宿毛市史【近世編-野中兼山と宿毛-】

兼山の失脚

野中兼山は、土佐藩の奉行職として、20数年間に幾多の大事業を行ない、国境問題の処理にも、大活躍をしたのであるが、短期間にこれだけの事業を強行したため非常に多くの無理が生じたのである。百姓たちが、あまりにも多い労役に、疲れはてたこともあったであろう。そのためか、国外に逃げ出す者も出たようである。土佐の国力が強大になるのを喜ばない江戸幕府が、兼山を冷たい眼で見ていたこともあったようである。又、兼山1人の活躍を嫉妬した他の家老達の反感もあったと思われる。

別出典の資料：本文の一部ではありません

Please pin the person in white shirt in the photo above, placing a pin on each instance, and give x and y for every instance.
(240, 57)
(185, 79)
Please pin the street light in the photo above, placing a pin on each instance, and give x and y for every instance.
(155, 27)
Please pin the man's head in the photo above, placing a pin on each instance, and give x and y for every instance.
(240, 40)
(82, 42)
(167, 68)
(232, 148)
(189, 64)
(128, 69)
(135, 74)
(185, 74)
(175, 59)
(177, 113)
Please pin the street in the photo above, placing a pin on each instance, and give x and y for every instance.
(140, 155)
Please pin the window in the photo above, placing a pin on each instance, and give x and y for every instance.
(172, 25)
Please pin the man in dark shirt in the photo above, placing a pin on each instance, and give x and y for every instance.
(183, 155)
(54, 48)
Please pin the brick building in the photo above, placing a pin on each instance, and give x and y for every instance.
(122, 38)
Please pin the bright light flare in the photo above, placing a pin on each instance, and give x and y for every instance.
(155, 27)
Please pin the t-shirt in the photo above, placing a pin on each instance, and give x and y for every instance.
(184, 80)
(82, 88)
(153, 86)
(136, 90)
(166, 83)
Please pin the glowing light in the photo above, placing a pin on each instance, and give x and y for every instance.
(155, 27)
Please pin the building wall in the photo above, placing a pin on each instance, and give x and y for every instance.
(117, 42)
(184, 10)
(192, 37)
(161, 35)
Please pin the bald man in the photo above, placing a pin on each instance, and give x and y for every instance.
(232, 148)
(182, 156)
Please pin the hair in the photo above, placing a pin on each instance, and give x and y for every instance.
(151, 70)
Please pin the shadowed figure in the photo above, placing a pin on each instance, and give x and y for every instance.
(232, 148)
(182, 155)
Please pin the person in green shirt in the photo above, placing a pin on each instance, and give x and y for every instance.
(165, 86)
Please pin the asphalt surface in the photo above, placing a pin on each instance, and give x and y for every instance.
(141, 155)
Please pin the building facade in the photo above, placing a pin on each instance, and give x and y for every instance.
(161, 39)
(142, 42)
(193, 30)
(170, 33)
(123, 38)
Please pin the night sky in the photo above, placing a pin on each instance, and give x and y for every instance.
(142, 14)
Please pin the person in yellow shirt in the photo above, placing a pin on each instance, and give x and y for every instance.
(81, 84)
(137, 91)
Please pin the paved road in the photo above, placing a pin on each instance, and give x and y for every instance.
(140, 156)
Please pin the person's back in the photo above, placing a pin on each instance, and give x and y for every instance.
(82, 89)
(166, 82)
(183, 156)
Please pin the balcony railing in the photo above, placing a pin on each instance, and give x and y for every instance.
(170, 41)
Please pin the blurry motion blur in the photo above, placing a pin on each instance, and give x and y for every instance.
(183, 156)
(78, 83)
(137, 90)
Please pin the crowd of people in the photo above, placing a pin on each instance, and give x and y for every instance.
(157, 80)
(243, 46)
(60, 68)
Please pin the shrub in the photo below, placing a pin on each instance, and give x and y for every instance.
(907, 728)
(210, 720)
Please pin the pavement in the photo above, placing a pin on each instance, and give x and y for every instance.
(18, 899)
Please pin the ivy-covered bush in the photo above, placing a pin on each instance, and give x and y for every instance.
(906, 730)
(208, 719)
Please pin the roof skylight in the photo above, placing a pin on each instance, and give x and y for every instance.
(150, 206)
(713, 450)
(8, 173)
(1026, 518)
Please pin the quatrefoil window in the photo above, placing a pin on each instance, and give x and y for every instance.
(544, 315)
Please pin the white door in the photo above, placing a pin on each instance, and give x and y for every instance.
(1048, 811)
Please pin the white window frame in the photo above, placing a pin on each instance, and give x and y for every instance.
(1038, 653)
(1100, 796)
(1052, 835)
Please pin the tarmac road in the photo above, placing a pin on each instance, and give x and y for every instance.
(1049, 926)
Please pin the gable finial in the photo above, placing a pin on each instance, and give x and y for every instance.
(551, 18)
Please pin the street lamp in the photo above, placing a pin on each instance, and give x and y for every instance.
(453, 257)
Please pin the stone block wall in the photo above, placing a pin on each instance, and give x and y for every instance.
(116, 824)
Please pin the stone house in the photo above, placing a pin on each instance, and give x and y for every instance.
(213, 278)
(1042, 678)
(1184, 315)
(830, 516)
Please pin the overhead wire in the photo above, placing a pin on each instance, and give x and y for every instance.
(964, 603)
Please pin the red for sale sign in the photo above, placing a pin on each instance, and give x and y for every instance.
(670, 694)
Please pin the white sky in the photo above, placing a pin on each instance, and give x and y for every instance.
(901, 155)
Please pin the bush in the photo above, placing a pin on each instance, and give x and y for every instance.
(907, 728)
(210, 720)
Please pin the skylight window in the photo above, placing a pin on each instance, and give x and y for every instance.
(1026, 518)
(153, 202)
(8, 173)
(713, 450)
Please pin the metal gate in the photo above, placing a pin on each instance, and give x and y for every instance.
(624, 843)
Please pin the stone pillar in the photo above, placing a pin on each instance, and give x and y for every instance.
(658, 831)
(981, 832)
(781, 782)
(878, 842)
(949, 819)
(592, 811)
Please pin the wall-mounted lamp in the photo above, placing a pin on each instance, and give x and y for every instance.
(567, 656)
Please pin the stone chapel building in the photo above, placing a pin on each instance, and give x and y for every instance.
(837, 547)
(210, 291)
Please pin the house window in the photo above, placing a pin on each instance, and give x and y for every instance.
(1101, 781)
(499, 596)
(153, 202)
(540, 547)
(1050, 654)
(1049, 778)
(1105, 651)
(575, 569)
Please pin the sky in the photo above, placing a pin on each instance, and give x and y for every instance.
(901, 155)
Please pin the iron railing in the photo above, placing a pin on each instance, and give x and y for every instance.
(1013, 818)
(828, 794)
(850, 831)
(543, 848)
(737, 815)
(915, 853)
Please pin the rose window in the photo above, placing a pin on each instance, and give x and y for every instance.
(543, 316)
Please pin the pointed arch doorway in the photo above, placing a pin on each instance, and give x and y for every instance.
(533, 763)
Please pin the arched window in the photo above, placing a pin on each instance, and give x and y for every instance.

家老深尾因幡とその父出羽重昌、家老山内下総の3人は、藩主忠義が隠居して間もなくの寛文3年(1663)に意見書を新藩主に届けるべく、生駒木工、孕石頼母に提出したのである。
その意見書の内容は、
  以前はよく治っていたが、近年は上下が困窮している。
一、御政道に不当がある。
一、百姓に課役が多過ぎ酷使している。乞食同然の窮民にまで課役する。そのため国外に逃げようとする者まである。
一、商人もあまり掟が厳しいので、商売ができなくて困っている。
等であった。この意見書を見た藩主忠豊は、直ちに兼山にこれを見せ、今後悪い所を改め、他の者とも相談して政治をするようにと申し付けた。
兼山は、自分の政治生命も、もはやこれまでと思い、寛文3年(1663)9月、直ちに引退し、家督を長男清七に譲り、香美郡中野村に隠居したが、その年の12月15日、49才で病没した。慧照院宗覚日相幽儀とおくり名され高知の筆山に葬られた。『大海集』に彼の辞世の歌を伝えている。